In Illinois, there are more than 74,000 farms, covering nearly 27 million acres of land. Currently the state’s food and fiber industry employs nearly one million people.
The theme for this year’s National Ag Day, held March 18, was “Sustaining Future Generations.” Acting State Agriculture Director Philip Nelson says it’s a fitting theme for this National Ag Day.
“It means ensuring young adults who want to return to the farm, or a career in agriculture, have this opportunity,” said Nelson. “There are dozens of ag-related career paths out there, from farm production to landscape architecture, banking and marketing to urban planning and food science.”
How is a family farm defined?
By definition, a family farm is any farm where the majority of the business is owned by the operator and individuals related to the operator, including through blood, marriage or adoption.
“As we wrap up mining the 6 million data points from the latest Census of Agriculture, we used typology to further explore the demographics of who is farming and ranching today,” said Hubert Hamer, NASS Statistics Division Director. “What we found is that family-owned businesses, while very diverse, are at the core of the U.S. agriculture industry.”
The 2012 Census of Agriculture Farm Typology is a special data series that primarily focuses on the “family farm.”
Key highlights from the report include five facts about U.S. family farms:
1. Food equals family – 97 percent of the 2.1 million farms in the United States are family-owned operations.
2. Small business matters – 88 percent of all U.S. farms are small family farms.
3. Local connections come in small packages – 58 percent of all direct farm sales to consumers come from small family farms.
4. Big business matters too – 64 percent of all vegetable sales and 66 percent of all dairy sales come from the 3 percent of farms that are large or very large family farms.
5. Farming provides new beginnings – 18 percent of principal operators on family farms in the U.S. started within the last 10 years.
“Whether small or large – on the East Coast, West Coast, or the Midwest – family farms produce food and fiber for people all across the U.S. and the world,” said Hamer. “It’s due in part to information such as this from the Census of Agriculture that we can help show the uniqueness and importance of U.S. agriculture to rural communities, families and the world.”

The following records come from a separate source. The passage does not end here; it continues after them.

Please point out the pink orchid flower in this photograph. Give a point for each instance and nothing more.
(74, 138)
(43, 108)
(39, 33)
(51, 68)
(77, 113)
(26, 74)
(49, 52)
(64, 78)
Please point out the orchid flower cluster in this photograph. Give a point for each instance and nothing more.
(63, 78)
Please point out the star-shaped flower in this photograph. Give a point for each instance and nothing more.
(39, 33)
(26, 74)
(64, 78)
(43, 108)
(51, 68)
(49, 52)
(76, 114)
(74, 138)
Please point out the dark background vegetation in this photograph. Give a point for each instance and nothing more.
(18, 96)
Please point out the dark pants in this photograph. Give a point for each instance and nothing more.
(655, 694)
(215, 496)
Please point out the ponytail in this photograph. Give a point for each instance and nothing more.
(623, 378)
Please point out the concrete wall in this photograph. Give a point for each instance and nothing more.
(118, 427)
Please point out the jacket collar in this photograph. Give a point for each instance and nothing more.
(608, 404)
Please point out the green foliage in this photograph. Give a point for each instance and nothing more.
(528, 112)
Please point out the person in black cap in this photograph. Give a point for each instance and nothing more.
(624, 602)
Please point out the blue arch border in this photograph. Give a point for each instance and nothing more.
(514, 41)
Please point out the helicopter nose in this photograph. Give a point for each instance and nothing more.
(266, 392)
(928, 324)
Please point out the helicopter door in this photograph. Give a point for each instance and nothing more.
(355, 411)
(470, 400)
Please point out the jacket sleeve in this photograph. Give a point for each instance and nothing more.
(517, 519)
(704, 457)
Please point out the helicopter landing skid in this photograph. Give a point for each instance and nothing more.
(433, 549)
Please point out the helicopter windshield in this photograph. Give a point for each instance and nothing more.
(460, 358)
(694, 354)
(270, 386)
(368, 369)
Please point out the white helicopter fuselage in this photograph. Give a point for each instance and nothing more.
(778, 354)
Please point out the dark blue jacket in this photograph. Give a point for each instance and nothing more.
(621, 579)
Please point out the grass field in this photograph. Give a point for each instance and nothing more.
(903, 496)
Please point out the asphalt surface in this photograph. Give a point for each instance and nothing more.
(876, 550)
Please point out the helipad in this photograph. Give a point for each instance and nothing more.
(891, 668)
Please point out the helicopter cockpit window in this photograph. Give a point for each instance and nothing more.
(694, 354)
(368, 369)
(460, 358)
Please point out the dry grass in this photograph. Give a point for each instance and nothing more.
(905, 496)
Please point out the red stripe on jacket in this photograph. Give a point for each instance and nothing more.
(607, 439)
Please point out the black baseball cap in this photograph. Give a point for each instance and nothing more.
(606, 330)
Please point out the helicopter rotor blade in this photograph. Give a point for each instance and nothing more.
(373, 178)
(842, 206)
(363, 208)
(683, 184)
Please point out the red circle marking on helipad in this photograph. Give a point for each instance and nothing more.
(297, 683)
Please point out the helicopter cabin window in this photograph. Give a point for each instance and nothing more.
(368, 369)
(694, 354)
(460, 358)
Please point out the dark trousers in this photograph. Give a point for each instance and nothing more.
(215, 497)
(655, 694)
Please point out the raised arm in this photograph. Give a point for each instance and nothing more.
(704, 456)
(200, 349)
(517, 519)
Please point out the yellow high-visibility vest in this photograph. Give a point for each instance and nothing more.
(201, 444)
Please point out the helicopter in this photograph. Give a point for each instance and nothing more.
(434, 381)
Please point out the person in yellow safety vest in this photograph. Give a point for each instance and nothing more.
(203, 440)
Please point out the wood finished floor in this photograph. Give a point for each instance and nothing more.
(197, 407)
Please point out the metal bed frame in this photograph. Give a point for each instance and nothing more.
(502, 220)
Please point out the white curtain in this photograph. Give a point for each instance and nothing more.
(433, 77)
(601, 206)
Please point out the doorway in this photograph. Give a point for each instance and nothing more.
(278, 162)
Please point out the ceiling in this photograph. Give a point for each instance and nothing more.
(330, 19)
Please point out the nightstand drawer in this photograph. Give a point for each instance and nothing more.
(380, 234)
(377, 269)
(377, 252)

The 2012 Census of Agriculture Farm Typology report classifies all farms into unique categories based on three criteria: who owns the operation, whether farming is the principal operator’s primary occupation and gross cash farm cash income (GCFI). Small family farms have GCFI less than $350,000; midsize family farms have GCFI from $350,000 to $999,999; and large family farms have GCFI of $1 million or more. Small farms are further divided based on whether the principal operator works primarily on or off the farm.